Threads.@threads does not work properly

Hi everyone,

for the first time I am trying to exploit multi-threading in Julia. However, it seems I am doing some rookie mistake, since it does not work. I am running this very simple code (not a MWE)

t = 0.0
ℓ = 1000
ψ = randn(6, ℓ)

f = zeros(6, ℓ)

Threads.@threads for j in 1:ℓ
      f[:, j] = computeFreeDynamics(ψ[:, j], p, t)

where p is a structure of parameters and computeFreeDynamics is a “slow” function computing the free dynamics of a system.
I benchmarked the code with and without Threads.@threads and there is basically no change. However, if I try to use the same computeFreeDynamics function as RHS of an ODEProblem to run a MonteCarlo, Threads.@threads works as expected.
Do you have any idea what could be the problem?

make sure you start julia itself with multiple threads, e.g. like julia -t8 or julia --threads=auto

Yes, Julia is started with julia -t8 and, in fact, Threads.nthreads() gives 8 as output

Is computeFreeDynamics doing lots of matrix multiplications? if so, you will likely want to BLAS.set_num_threads(1) since otherwise all your cores will be used for the matrix multiplication, removing the ability to scale.

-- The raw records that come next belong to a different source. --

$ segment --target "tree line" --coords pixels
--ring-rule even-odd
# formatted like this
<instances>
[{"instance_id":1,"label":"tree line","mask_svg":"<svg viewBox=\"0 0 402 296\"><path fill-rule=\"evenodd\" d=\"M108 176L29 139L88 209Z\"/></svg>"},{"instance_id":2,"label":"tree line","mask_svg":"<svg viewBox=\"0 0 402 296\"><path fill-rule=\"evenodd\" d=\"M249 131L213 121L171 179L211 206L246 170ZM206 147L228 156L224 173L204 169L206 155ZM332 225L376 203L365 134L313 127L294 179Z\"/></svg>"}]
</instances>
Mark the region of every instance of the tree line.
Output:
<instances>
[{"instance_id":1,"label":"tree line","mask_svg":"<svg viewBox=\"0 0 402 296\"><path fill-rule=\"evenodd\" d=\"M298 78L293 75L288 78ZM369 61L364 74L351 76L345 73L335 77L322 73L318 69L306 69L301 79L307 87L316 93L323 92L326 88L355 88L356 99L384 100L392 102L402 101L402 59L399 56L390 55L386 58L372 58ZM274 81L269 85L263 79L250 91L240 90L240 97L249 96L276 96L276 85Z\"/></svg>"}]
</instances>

This allocates a new array for every ψ[:, j] and should be a @view. Moreover, you likely want to modify f[:, j] in place in computeFreeDynamics.

1 Like

In general, there is no guarantee that multithreading will speed up your code by the number of threads, or even speed it up at all. The best way to improve performance is by focusing on the sequential implementation, ensuring type-stability and in particular reducing allocations. Can you share more details about computeFreeDynamics?

1 Like

There’s little to go on in your example. As noted, if you’re doing some heavy lifting with linear algebra, it’s probably already parallelized.

There’s nothing wrong with the loop as such, except the allocations noted above. I.e. ψ[:, j] allocates a vector, and computeFreeDynamics also allocates a vector for return. Allocations in parallel programs can be a performance problem. But it’s possible to write fortran in any language, and make a pre allocated version computeFreeDynamics! so that the loop becomes

@threads for j in 1:ℓ
    computeFreeDynamics!(@view(f[:, j]), @view(ψ[:, j]), p, t)

You can of course keep an allocating version around as something like

computeFreeDynamics(args...) = computeFreeDynamics!(zeros(6), args...)